(27日、第107回全国高校野球選手権群馬大会決勝 健大高崎4―3前橋育英=延長十一回タイブレーク)
2年連続の夏の頂点に立った健大高崎。加藤大成主将(3年)は「ふがいないキャプテンだったけど、仲間がついてきてくれて2連覇を達成できた。仲間に感謝です」。勝利直後のインタビューで、ほっとした表情でそう語った。
昨年は、選抜高校野球大会で群馬県勢初優勝を成し遂げ、重圧がかかった中で9年ぶりの夏の頂点をつかんだ。「優勝できたのは奇跡じゃない。力のある選手たちが、やるべきことを必死になってやってきたからだった」。そう加藤は振り返る。
新チームになってからの昨秋以降の公式戦では、昨秋の関東大会決勝、今春の選抜大会準決勝でともに横浜(神奈川)に敗れた以外、この日の決勝を含め25勝。鉄壁の投手陣を擁し、上位から下位まで切れ目のない打線に、足を使った攻撃も駆使するなど、圧倒的な総合力を見せてきた。「絶対に勝たないといけない。『勝って当たり前』という見方をされることもある。その中で勝ちきるのは相当な覚悟とプレッシャーがあった」
春の関東大会優勝後、チームの雰囲気が緩み、練習試合で負けることもあった。「夏はそんなに甘くない」。涙しながら仲間に活を入れ、チームを引き締めてきた。連覇がかかった今年の優勝も「これまで自分たちがやってきたことの集大成として全て出し切った結果だ」と語る。
3番・一塁手の秋山潤琉(3年)は「チームが崩れそうなつらいときにこそ率先して動いてくれて、男泣きで訴えて、引っ張ってくれた。『キャプテンについていこう』という気持ちでいっぱいになった」と明かす。

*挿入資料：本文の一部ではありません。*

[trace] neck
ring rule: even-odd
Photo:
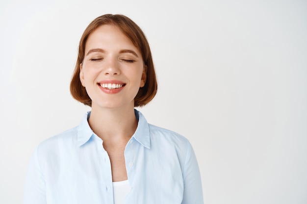
[[[127,141],[137,127],[134,107],[129,108],[102,109],[92,107],[89,124],[103,142],[116,143]]]

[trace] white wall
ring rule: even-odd
[[[306,1],[41,1],[0,2],[0,204],[22,202],[34,147],[89,110],[70,79],[109,13],[146,34],[159,87],[141,111],[191,141],[205,203],[307,203]]]

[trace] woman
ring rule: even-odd
[[[130,19],[95,19],[80,41],[71,83],[91,107],[80,124],[40,144],[24,204],[202,204],[200,174],[183,136],[149,124],[134,107],[154,96],[149,45]]]

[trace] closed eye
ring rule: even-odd
[[[94,59],[91,59],[91,61],[92,62],[97,62],[97,61],[100,61],[103,59],[103,58],[94,58]]]
[[[135,61],[134,61],[134,60],[125,60],[125,59],[124,59],[123,60],[123,60],[124,62],[129,63],[132,63],[135,62]]]

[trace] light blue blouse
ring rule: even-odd
[[[203,204],[195,155],[183,136],[149,124],[135,110],[135,133],[125,158],[129,204]],[[30,160],[24,204],[113,204],[111,164],[87,122],[40,143]]]

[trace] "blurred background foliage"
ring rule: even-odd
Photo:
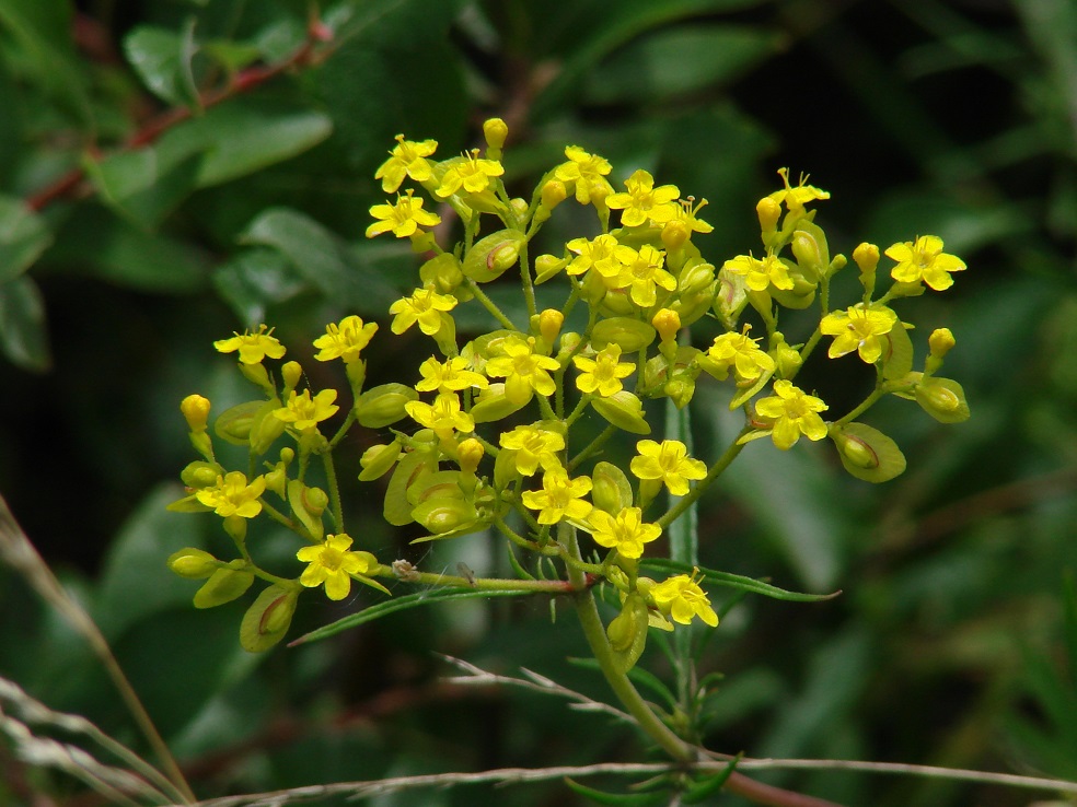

そして決勝。5番・捕手の小堀弘晴(3年)は「前橋育英は守備が堅く、攻撃も全然隙がない。気持ちを前面に出して戦ってくる本当にいいチーム」とたたえた。延長タイブレークにもちこまれたが最後は競り勝った。「どんな場面があっても想定内。タイブレークの練習は数をこなしてきた。それを信じるという自信で、勝ち切れた」。
夏の甲子園で初の「日本一」を目指して戦う。加藤は「ここからが本当に勝負。日本一の目標に向けて今やっとスタート地点に立った。最後の力を振り絞って、日本一を取れるように頑張りたい」。
健大高崎が2年連続5回目の優勝
第107回全国高校野球選手権群馬大会(朝日新聞社、群馬県高校野球連盟主催)は27日、上毛新聞敷島球場で決勝があり、健大高崎が前橋育英に延長十一回タイブレークの末に4―3でサヨナラ勝ちし、優勝を決めた。8月5日に阪神甲子園球場(兵庫県西宮市)で開幕する全国選手権大会へ出場する。出場は2年連続5回目。選抜大会では昨春に優勝したが夏は8強が最高で、初の全国制覇を狙う。試合に先立ち、今年の育成功労賞を受賞した前高崎商責任教師の篠原雅之さん(65)が始球式に臨んだ。
◎…両校の意地と執念がぶつかりあった緊迫した試合展開となり、健大高崎が十一回タイブレークの末にサヨナラ勝ちした。
先取したのは前橋育英。三回表1死から近藤が敵失で出塁、中村の中前安打で一、二塁。隅田川が右越え本塁打を放ち、3点を奪った。
三回裏、健大高崎は2死から石田が左中間二塁打で出塁。加藤の中前適時打で1点をかえすと、秋山が左越え本塁打を放ち、すぐさま同点に追いついた。
四回以降、試合は膠着(こうちゃく)する。前橋育英は力投した先発の片岡が六回終了時点で降板。「足がつって仲間に迷惑をかけると思って降板した」と片岡。継投の井沢が好投を続けた。健大高崎も先発の下重が3失点したものの安定した投球。昨年の優勝投手の佐藤が継投、さらにエース石垣元にマウンドを託し、相手打線を封じた。
明暗が分かれたのが延長十一回。前橋育英はタイブレークの走者を犠打で二、三塁に進めたが後続を断たれた。健大高崎はその裏、無死一、二塁から石田が左中間安打を放ち、サヨナラ勝ちした。